Der Derbysieg des „Effzeh“ in der vergangenen Woche war zwar der erste Dreier für die Domstädter seit knapp zwei Monaten, stand aber stellvertretend für die aktuelle Stimmung im Umfeld des Geißbockheims. Nachdem die Kölner in der vergangenen Saison noch Ex-Trainer Friedhelm Funkel reaktiviert und mit seiner Unterstützung den Klassenerhalt über den Umweg Relegation geschafft hatten, stand zu Beginn der aktuellen Saison ein erneuter Trainerwechsel an: Den offenen Posten besetzten die Kölner Entscheidungsträger mit Steffen Baumgart, der zuvor über vier Jahre beim SC Paderborn an der Linie gestanden hatte.
Mit seiner trockenen und direkten, aber zugleich offenen Art nahm der gebürtige Rostocker das begeisterungsfähige Umfeld direkt für sich ein.
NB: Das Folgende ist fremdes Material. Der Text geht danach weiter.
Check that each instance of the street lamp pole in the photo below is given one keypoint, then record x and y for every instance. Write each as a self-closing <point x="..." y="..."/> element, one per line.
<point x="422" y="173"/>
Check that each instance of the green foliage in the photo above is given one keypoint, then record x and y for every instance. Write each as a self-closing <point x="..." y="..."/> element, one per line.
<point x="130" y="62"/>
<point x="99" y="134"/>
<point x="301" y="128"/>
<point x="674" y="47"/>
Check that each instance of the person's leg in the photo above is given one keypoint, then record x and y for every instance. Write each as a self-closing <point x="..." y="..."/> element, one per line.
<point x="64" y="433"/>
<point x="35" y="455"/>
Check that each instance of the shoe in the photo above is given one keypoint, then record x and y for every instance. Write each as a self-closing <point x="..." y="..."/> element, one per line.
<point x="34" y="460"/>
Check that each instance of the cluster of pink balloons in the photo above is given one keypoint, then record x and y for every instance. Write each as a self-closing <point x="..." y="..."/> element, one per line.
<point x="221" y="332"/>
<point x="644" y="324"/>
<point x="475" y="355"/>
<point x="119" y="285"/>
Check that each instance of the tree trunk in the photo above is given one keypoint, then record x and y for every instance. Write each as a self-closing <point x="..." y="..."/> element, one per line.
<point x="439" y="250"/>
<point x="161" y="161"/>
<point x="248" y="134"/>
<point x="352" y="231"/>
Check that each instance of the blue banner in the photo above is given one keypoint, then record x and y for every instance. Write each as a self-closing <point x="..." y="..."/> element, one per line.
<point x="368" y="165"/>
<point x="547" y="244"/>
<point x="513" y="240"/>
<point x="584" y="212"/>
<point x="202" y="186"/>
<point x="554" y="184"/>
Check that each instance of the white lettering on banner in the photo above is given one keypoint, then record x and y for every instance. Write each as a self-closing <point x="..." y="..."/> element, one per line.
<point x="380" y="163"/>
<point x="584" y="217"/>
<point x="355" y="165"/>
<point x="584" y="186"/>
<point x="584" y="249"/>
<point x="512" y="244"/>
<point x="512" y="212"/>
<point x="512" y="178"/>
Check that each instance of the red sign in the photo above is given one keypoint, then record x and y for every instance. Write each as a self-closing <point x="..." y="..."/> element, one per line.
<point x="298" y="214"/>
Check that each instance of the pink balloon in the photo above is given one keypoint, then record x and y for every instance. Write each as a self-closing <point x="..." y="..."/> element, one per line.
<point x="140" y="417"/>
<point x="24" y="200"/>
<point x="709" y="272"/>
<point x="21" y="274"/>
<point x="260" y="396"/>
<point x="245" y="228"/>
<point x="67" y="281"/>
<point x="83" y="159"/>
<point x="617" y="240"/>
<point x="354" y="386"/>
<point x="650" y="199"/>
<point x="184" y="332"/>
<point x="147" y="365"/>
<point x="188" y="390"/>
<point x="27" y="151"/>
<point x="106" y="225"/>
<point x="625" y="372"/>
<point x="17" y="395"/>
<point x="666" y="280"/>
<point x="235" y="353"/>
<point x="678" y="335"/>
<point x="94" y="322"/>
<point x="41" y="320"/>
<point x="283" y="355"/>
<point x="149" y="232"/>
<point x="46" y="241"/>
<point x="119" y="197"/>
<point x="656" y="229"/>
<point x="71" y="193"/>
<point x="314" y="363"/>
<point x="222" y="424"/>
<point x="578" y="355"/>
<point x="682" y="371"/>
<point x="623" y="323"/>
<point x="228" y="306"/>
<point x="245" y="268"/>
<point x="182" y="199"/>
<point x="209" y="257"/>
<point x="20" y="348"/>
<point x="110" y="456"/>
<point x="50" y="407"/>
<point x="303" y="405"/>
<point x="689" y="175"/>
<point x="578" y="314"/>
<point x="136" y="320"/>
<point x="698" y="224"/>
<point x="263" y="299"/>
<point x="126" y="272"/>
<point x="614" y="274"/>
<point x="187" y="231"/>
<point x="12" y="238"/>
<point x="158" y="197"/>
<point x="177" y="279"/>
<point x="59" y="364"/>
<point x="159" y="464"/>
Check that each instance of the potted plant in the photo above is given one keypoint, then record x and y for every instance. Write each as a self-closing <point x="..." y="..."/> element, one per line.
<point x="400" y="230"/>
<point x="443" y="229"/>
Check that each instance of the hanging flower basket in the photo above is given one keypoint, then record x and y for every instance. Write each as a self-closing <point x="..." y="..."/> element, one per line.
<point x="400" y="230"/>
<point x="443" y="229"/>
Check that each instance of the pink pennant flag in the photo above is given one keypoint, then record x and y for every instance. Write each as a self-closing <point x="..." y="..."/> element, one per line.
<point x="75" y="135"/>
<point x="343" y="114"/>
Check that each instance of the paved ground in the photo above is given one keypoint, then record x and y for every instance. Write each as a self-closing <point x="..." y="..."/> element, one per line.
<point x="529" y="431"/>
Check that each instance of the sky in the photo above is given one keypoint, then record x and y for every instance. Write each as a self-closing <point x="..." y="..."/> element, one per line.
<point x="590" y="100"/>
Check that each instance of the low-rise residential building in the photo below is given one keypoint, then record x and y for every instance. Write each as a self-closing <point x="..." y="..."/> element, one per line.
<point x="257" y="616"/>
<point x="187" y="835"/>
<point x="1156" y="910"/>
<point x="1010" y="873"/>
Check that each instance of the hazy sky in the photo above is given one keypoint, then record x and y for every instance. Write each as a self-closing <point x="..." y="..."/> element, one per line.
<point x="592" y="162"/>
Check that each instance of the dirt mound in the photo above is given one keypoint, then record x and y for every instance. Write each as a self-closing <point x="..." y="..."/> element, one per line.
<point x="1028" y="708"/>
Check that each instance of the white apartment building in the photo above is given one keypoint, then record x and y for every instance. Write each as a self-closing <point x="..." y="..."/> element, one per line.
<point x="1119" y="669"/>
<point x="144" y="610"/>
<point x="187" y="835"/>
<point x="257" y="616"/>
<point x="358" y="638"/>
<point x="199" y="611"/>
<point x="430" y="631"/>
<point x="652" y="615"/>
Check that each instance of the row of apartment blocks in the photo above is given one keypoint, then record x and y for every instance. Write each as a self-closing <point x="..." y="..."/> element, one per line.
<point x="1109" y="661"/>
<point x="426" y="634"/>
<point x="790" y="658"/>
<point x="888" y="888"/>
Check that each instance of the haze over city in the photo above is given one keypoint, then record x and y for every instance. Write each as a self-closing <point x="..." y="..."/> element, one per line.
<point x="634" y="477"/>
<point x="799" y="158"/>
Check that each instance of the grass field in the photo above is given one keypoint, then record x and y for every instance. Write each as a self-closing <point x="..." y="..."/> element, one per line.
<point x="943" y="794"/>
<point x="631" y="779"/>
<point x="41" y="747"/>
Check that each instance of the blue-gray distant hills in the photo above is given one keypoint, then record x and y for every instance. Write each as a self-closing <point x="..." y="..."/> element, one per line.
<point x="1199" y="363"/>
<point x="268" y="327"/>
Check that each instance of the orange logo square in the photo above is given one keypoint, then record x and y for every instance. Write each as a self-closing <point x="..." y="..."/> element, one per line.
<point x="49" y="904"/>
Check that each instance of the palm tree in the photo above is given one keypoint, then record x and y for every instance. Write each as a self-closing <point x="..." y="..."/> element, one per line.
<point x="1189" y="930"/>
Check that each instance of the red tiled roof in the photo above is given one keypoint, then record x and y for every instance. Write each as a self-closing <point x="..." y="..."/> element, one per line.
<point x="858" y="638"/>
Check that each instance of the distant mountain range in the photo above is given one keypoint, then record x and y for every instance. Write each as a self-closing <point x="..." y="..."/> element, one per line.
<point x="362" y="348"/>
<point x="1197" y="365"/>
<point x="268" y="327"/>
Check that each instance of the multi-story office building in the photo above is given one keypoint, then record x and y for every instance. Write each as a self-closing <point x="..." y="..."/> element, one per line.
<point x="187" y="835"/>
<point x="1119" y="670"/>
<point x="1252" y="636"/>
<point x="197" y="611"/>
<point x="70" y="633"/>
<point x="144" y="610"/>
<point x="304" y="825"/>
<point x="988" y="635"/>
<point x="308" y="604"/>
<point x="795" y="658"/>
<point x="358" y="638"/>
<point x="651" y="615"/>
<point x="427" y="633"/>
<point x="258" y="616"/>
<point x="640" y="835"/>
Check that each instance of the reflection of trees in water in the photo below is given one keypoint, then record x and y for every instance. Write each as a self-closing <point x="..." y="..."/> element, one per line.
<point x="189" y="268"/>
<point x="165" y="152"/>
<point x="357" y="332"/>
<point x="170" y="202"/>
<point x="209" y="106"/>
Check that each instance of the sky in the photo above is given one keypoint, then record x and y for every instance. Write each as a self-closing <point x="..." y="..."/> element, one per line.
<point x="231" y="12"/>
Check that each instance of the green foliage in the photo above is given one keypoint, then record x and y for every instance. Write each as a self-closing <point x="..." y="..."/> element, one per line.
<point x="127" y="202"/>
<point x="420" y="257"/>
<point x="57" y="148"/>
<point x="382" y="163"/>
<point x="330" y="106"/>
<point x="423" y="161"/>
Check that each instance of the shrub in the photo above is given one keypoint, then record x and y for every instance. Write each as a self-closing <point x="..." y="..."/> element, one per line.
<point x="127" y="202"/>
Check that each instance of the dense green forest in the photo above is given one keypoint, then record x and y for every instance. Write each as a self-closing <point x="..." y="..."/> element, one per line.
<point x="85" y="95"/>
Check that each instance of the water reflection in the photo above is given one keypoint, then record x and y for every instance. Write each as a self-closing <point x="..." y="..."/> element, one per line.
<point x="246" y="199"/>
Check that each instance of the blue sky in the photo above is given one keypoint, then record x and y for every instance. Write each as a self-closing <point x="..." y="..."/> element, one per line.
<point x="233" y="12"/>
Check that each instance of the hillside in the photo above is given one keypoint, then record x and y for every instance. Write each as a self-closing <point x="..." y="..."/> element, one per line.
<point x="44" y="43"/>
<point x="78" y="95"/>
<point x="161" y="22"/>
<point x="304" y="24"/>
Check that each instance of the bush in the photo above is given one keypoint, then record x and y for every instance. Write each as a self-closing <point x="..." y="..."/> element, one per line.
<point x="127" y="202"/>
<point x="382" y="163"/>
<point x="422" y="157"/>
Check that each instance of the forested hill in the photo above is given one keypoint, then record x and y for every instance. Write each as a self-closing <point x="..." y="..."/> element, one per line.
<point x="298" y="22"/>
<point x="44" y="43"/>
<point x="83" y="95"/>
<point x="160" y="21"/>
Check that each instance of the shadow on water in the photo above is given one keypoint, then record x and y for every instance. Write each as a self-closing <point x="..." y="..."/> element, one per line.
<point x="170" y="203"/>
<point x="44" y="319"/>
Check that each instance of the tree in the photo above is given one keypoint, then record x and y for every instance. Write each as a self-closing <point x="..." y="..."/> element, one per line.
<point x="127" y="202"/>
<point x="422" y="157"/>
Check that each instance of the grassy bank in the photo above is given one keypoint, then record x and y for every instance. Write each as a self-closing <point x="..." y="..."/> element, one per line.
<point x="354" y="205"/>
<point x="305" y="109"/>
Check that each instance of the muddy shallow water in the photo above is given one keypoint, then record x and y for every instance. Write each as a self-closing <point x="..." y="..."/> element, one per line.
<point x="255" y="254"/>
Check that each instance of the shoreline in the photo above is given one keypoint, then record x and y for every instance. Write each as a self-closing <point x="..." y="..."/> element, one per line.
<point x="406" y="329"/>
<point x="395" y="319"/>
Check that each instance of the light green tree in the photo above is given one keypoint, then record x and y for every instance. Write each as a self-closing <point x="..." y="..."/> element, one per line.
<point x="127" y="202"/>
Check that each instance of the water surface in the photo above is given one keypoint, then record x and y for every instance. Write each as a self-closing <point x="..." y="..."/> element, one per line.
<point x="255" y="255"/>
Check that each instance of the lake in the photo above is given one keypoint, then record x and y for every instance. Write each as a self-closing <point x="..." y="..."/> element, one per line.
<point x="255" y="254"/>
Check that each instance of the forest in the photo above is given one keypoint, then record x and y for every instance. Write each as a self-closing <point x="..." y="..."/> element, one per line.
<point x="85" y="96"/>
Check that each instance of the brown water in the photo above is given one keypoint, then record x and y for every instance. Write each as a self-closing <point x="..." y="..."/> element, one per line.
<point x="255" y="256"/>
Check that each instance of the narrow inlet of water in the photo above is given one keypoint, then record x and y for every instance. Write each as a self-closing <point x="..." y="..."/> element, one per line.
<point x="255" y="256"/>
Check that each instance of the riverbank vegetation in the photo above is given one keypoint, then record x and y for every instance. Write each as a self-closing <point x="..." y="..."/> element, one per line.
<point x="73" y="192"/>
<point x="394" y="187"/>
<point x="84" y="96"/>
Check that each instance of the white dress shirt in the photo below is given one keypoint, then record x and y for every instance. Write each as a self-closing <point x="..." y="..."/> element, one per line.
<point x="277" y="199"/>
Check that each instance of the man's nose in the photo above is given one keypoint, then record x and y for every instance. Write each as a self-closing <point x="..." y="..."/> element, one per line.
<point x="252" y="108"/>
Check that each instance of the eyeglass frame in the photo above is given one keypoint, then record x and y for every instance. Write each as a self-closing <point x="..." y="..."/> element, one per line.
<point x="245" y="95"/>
Da zeitgleich auch die Ergebnisse stimmten und sich die Kölner in ihren ersten sieben Spielen nur einmal geschlagen geben mussten (gegen den FC Bayern), träumten einige Fans auch schon von internationalen Rängen und Europapokalspielen in der kommenden Saison. Auch wenn die folgenden Niederlagen diese Euphorie ein wenig stoppten: In Köln ist man weiterhin von dem neuen Weg überzeugt und erfreut sich an der neu gefundenen spielerischen Art unter dem neuen Trainer.
Dass der „Effzeh“ ohnehin zu den Vereinen mit einer ganz besonders begeisterungsfähigen Fangemeinschaft gehört, beweist unter anderem die Geschichte des Klubs mit vielen Beispielen. Trainer wie Hennes Weisweiler und Rinus Michels oder auch Spieler wie Lukas Podolski, Toni Schumacher oder Pierre Littbarski werden noch heute mit einer besonderen Art und Weise wärmstens gefeiert. Gibt man sich dem Verein richtig hin, „kommt die Zuneigung relativ schnell. […] Man muss nur zeigen, dass man sich für die eigenen Farben zerreißt“, erklärte "Prinz Poldi" 2012 in einem Interview mit einem Kölner Fanzine.
Nutzen die Kölner diese Euphorie auch in den kommenden Jahren, besitzt der sechstgrößte deutsche Fußballverein durchaus das Potenzial, irgendwann auch wieder zu den erfolgreichsten sechs zu gehören – am Kölner Enthusiasmus dürfte es nicht hapern.